Такая возможность является альтернативой двум другим — гражданско-общероссийской и почвенно-регионалистской. Уязвимое место первой заключается в том, что количества и качества полноценных граждан в России недостаточно для того, чтобы в формате республики удерживать те пространства, которые исторически удерживала и продолжает удерживать только империя. Проблема же классического или почвенного регионализма заключается в том, что в большинстве русских регионов у их населения имперской политикой выкорчеваны корни (при замещении бескорневым населением) и осуществлен радикальный антропологический антиотбор. По этой причине не приходится надеяться на чисто почвенное сопротивление, особенно в регионах, чье нынешнее население сформировалось в результате миграций. Однако борьба за свои права и интересы может не просто привести к формированию новых локальных сообществ на чисто прагматической и ценностной основе, но и вовлечь в них свежую кровь в лице тех, кого она к себе притянет. Так, после Майдана немало не только россиян, но и других иностранцев эмигрировали в Украину, почувствовав ее своей страной, а себя — политическими украинцами. Немало наций в современном мире — от Швейцарии до Нового света — создавались именно таким образом, не от почвы, а благодаря гравитационному притяжению отдельных людей и целых сообществ к новой земле и пространству открывающихся возможностей. И раз подобное происходило в случае с Украиной, тем более это может начать происходить в рамках пространства единого юридического гражданства, большая часть населения которого считает своим родным один язык и возводит свои корни к общим предкам.

Что интересно, концепция «России наций» вместо «исторической», «единой-неделимой» России как одной нации соответствует букве номинально действующей на данный момент конституции, которая фактически уже давно отменена захватившей власть мафией. Несмотря на то, что в Стратегии государственной национальной политики и ряде своих официальных документов путинско-гундяевский режим провозгласил создание единой российской нации, сама конституция РФ провозглашает источником власти в ней «многонациональный народ», а также признает принцип «равноправия и самоопределения народов». Он же провозглашен и в ряде конституций российских республик, да и сама их конструкция как государств в ее составе, как они названы в статье 5 конституции РФ, означает ее многонациональность во всех смыслах.

Однако слабым местом этой конструкции изначально было то, что за ее пределы как безнациональные были выведены области и края, населенные русскими, составляющими свыше 80 % населения страны. Эта асимметрия могла бы быть устранена одним из трех способов: либо республики конституируются как нерусские автономии в русском государстве, либо наряду с нерусскими республиками в единой федерации создается русская республика — но проблема обоих этих сценариев в том, что русские так и не выстроились как гражданская нация, а представляют собой имперский конструкт, который будучи выделенным в национально-республиканском качестве подорвал бы империю в целом.
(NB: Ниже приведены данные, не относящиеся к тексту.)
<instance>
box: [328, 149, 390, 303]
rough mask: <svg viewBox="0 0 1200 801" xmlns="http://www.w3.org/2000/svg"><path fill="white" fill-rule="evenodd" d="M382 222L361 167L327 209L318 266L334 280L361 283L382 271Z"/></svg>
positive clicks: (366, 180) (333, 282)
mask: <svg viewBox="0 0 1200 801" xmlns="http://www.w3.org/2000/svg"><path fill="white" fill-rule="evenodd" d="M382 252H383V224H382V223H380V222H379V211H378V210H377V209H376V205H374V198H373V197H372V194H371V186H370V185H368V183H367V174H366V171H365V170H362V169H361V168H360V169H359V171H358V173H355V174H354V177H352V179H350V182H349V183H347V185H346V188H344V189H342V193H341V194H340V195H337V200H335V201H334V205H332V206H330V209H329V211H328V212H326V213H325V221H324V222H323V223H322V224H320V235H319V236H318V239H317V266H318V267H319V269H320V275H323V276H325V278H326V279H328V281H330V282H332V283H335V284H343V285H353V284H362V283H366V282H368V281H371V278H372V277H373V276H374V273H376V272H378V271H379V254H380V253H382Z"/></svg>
Либо наряду со множеством нерусских республик могло бы возникнуть множество республик русских, но с привязкой не к русской этничности, де-факто (а возможно и де-юре) в них преобладающей, но к региональной республиканской общности.

В этой связи надо отметить весьма продуманную концепцию идеолога современного башкирского политического национализма Айрата Дильмухаметова, который настаивает на понимании будущей башкирской республики и нации, которые он видит соучредителями обновленной Российской Федерации, как нации политической с представительством в ней основных этносов ее мультиэтнического населения. Будучи мультиплицированным, такое понимание могло бы стать основой для рамки Соединенных Наций России, где нации понимаются как синоним республик, а права народов как этнических общностей, с ними несовпадающих, оговариваются и защищаются отдельно — как коренных народов, земли которых находятся в пределах федерации и для которых она на этом основании является национальным домом (домом их национальностей), так и национальных меньшинств, согласно всем международным стандартам защиты их прав.